SoftBank to raise over $250m to fund high-altitude mobile
SoftBank is raising 30 billion yen (US$263 million) to fund its work in high-altitude mobile services from the stratosphere.
The company will use the money for business research and development into high-altitude platform stations (HAPS) and other HAPS-related costs.
Today’s announcement comes just days after four other companies, three of them Japanese, said they were studying the feasibility of collaborating on HAPS-based connectivity services as part of a future space-based wireless connectivity ecosystem.
The four, which signed a memorandum of understanding (MoU) earlier this week, are sister companies NTT and NTT DoCoMo, plus Japanese satellite company Sky Perfect JSat, as well as French aerospace company Airbus.
The fund-raising marks a significant increase in HAPS work by SoftBank, which has been working on the technology for a number of years with experiments in New Mexico. The company also last year acquired more than 200 HAPS patents from a sister company of Google, after parent company Alphabet decided to close its Loon project (pictured).
SoftBank said earlier today that it will raise the $263 million in two funds, each of 15 billion yen. One is an unsecured sustainability bond with a seven-year term; the other has a 10-year term.
The company said the purpose was “realizing a society where everyone is connected” and said proceeds will be used for SoftBank’s “business that aims to provide wide-area and stable telecommunication networks from the stratosphere”.
It added that the HAPS bond was recognised as a sustainable development goals (SDG) bond in Japan. “Proceeds from SDG Bonds are used for businesses that solve environmental and social issues,” the company said.

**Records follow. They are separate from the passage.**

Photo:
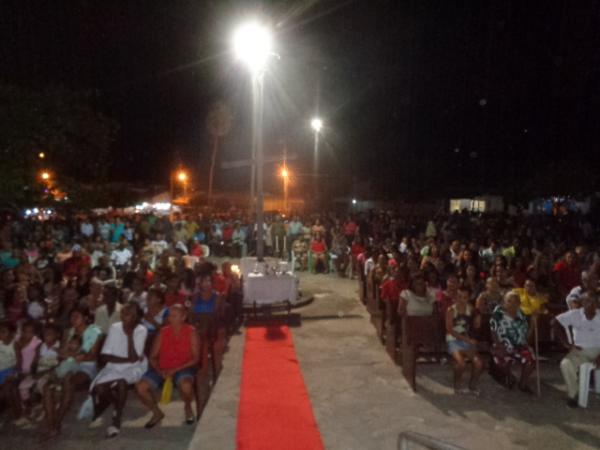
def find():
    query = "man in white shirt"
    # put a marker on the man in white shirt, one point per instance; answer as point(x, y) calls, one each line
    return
point(86, 228)
point(121, 256)
point(589, 282)
point(584, 345)
point(110, 312)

The MoU from NTT, DoCoMo, Sky Perfect JSat and Airbus said the four “will attempt to identify the early deployment requirements of a HAPS-based network”. The collaboration will investigate the use of the Airbus Zephyr, a solar-powered, stratospheric unmanned aerial system, working with the wireless communication networks of the other three companies.
The four said that “HAPS networks are deemed to be a relatively easy solution for air and sea connectivity and an effective platform for deploying disaster countermeasures and many industrial applications”.
But they also suggested this would be a route space-based wireless broadband services, for 5G and eventually 6G.
They said non-terrestrial network (NTN) technologies would use geostationary-orbit (GEO) satellites and low Earth-orbit (LEO) satellites, and introduced the term “space RAN” for a space-based radio access network.